Self Sabotage starts with Fairy Bread

Women are talented, creative and powerful. They’re capable of dealing with a multitude of complex problems ranging from wrangling the kids (the fur kind too), managing a career and deciding what to wear for that perfect day to night look, including the right shade of lippy. Yet we self-sabotage harder than James Bond.


There’s a preconceived notion that women have a role to fulfil whether that’s to be a wife, a mother or a career driven woman. Anything out of the norm, is frowned upon and therein lies the problem. From the moment we’re dropped off at school with our obnoxiously large backpacks, filled to the brim with all sorts of things we probably shouldn’t have been eating like fairy bread, we’re pit against each other. The innate fear of failure, fear of rejection, fear of not being pretty enough, good enough, tall enough, smart enough starts to shape us. We quickly lose our identity and disappear into the field of poppies; none brave enough to stand taller than the next.


So when we’re thrown into the real world, degrees in hand, we find ourselves competing ferociously for the attention of one another; whether it be a boss, a special someone or the guy dictating who gets the next round of bonuses. And somewhere in between the fine lines of, when I grow up, to, I need a job, we’ve lost our drive to succeed and we begin to self-sabotage. Specifically, those who are creatively inclined.


There has been no sizeable shift in the mentality of men and women alike, none more so than in the arts industry. In the height of gender equality and closing the pay gap, some women subconsciously self-sabotage by taking themselves out of the game for fear of what their fellow counterparts will think. Why haven’t you had kids yet? Why haven’t you started planning your future? We’ve all heard it, am I right?
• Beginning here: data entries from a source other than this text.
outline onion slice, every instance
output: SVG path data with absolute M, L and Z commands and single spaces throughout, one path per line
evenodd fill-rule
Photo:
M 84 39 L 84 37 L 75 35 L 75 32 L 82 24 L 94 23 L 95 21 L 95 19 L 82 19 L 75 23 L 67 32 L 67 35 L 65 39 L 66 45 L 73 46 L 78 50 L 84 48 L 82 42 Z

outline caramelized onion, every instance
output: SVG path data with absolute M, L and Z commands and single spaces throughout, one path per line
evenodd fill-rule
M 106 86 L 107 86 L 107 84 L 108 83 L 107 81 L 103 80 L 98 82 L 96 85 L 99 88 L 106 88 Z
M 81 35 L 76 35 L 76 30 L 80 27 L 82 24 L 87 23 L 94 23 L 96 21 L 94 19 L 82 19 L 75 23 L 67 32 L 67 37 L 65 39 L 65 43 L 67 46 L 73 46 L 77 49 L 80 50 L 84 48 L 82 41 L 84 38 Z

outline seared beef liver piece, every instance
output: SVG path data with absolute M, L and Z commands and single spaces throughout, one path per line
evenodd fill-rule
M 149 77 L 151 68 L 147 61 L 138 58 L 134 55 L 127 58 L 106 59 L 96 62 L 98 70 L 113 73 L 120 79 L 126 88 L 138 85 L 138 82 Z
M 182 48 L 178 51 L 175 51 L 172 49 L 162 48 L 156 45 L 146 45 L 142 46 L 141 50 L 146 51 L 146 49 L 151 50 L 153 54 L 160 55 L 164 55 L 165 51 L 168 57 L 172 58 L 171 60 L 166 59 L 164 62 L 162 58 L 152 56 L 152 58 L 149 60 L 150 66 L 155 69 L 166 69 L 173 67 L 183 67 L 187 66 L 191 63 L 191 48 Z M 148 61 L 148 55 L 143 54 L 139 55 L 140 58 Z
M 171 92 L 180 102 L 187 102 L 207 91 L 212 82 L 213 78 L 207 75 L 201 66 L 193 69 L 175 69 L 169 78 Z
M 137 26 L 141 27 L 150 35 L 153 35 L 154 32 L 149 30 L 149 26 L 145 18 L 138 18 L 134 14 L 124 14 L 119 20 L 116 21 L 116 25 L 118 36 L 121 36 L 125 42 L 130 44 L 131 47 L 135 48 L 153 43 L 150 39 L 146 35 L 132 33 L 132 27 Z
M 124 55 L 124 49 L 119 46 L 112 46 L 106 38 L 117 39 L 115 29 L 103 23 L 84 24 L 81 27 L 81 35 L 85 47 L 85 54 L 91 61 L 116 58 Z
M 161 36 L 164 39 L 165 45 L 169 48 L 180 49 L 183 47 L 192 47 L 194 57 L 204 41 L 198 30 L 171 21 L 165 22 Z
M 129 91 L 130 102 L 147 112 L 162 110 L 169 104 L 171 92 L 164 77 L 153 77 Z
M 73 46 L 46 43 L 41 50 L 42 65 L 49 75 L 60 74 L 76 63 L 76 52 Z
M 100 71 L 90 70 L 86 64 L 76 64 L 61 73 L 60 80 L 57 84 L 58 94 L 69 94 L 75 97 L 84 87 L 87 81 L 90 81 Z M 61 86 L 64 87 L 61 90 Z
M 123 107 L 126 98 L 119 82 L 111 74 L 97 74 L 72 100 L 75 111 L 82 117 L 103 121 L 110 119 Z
Why do the aforementioned life choices take more precedence than finishing your novel, or completing that painting or pitching that movie? At what point do we take back the reigns and start dictating our own lives?


Over the past five years throughout my several career changes, financial planner to office manager, I’ve met women who’ve come and gone who’ve all said similar things to me when I mentioned that I was a writer working in media. The general gist was always the same. Never about me, but always about what others thought about my choices. My answers to these questions are always the same. Simply put, I don’t care, and you shouldn’t either. Media is an industry that gives people a reprieve from life, why wouldn’t you want to work somewhere that makes a positive, life changing impact?


Your career is your choice as is your decision to pursue your dreams however left field they are. It seems so rudimentary but why complicate what isn’t complicated? The lesson was simple from having these conversations. Each woman I spoke with, spoke about these long-forgotten goals and ambitions with a glint in their eyes, but that glint was often overshadowed by fear.


Fear of what their family would think, fear of being rejected figuratively and literally, and above all, just the down-right fear of going against the grain. There’s nothing more powerful than a woman who knows what she wants. With the ability to achieve so much and influence others, we often blend into the shadows and do what society has told us through blogs and Pinterest posts we should to do.


It’s time to step out of the shadows and shine brightly, tell those people who are waiting on you to make that next ‘expected move’ that you’ll do so when you decide to do so, not when it suits them. Finish that book, pitch that movie and above all, stop self-sabotaging your gifts and your success because it doesn’t suit others.